As far as coining an appropriate name for the geological formation, I admit I would have difficulty coming up with one. That’s because it has a richness and grandeur that defies interpretation or labeling. A “Monument to Education and Appreciation” might be as close as one could come for a fitting title. Our ability to perceive quality in nature begins, as in art, with attraction, followed by an expansion through successive stages of the beautiful, to values as yet uncaptured by language.

For better than a decade, the butte, located in Custer County about five miles north of Kinsey, has served our family as an observation post for glassing and hunting pronghorns. My sons and I have trekked up a steep game trail to the summit countless times, and the magic of doing so never fails. After reaching the top and walking to the rim, your eyes ricochet in all directions of the compass, and you see how past geological forces carved out a majestic prairie landscape. It’s a place where you can take your soul for a memorable journey — a site where the prairie experience can seep into your memory banks to stay warm and comforting. A place where nature can be seen and heard, unmolested. The surrounding diverse ecosystem seemingly carries a spiritual and mystic quality that permits one to enter a fourth dimension, a space too complex for human faculties to explain.
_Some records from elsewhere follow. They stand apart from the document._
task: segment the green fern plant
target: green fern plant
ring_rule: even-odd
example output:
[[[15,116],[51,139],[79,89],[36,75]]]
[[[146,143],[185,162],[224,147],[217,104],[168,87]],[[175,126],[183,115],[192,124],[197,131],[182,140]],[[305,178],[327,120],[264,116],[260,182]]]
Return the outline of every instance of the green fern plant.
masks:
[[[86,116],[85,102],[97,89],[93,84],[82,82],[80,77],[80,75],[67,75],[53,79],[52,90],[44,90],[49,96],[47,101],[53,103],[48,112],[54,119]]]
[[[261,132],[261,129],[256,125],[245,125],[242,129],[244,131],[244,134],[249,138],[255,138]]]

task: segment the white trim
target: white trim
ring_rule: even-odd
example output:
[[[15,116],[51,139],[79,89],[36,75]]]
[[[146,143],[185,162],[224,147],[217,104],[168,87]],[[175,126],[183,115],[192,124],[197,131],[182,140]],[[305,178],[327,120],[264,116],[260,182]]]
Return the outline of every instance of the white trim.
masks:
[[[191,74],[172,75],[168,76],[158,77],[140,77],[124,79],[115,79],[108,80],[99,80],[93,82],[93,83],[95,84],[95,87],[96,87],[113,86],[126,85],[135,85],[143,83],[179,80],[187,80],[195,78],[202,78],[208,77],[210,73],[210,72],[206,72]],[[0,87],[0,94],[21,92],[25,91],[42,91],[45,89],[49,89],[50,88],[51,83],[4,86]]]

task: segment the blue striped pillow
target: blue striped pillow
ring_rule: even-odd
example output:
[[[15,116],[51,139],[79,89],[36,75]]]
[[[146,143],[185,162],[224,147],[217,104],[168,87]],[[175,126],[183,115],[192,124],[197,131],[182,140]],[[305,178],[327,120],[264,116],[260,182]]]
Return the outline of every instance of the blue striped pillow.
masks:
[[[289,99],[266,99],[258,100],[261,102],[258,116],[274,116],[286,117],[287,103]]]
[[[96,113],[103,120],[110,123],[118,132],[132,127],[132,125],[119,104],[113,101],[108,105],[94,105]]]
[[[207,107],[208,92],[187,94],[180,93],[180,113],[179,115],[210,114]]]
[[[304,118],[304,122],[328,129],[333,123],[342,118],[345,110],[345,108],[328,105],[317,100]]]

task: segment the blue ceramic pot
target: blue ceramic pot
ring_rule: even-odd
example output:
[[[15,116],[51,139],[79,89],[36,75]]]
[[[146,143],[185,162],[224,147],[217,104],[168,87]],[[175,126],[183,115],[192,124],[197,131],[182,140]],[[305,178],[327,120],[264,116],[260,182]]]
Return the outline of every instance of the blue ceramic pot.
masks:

On the summit of the butte there’s a lichen-covered slab of sandstone that has been exquisitely carved by the erosive forces of wind and water into a chair-like structure that serves as a perfect spot to ease into. From this seat, you scan the surrounding sagebrush flats with binoculars for pronghorns. The “chair”has also served as a council table where we discussed, debated, and mapped out our strategy as to how we were going to stalk our quarry.

Without question, the butte has served as a staging ground for many memorable hunts, yet it has provided much more than the hunting experience. Over the years, we discovered other attributes of the butte that were hidden from view until we removed our blinders to take a closer look. Exploratory tours of the butte turned up fossils, arrowheads, bison bones, “cannonball” sandstone concretions, and antlion craters, all fascinating educational topics which surfaced for discussion. We also came to the realization that it can be the little things in life that can be most meaningful, such as nature’s wealth of offerings. Most of us miss out on the big prizes, like hitting a World Series home run, winning an Olympic gold medal, an Oscar, or a Pulitzer. But we’re all eligible for life’s many small pleasures — a pat on the back for a job well done, hearing the clamorous honking of distant geese, viewing a glorious sunset, and the close companionship of a family dog. One does not have to fret about capturing life’s big prizes, because there are bushels of tiny delights that outdoor adventures provide. These treasures that reside in our memory banks can be recalled at any time of our choosing.

During one of our trips to the butte, we had coffee with a local rancher, who lectured us on the value of an apprenticeship for youths learning a trade, one that would prepare them to deal with the responsibilities the job called for. No argument there. When we departed, my thoughts focused on Shiremire Butte and the apprenticeship my sons had served there. Although the yardstick is difficult to measure in terms of precise accomplishments, the gut feeling is that they developed a fair share of patience, appreciation, knowledge, and an ecological understanding that land in the prairie ecosystem is more than just soil; it is, rather, an open, sustained circuit of energy consisting of soils, plants, and animals. That gut feeling, as of this date, still feels pretty sure that they developed a healthy respect for our priceless natural resources — ever mindful of the importance of environmental preservation and our continuing efforts to stand tall in maintaining a healthy biotic community, and a realization that mankind is a part of nature, not above it. If so, that would be an apprenticeship well served.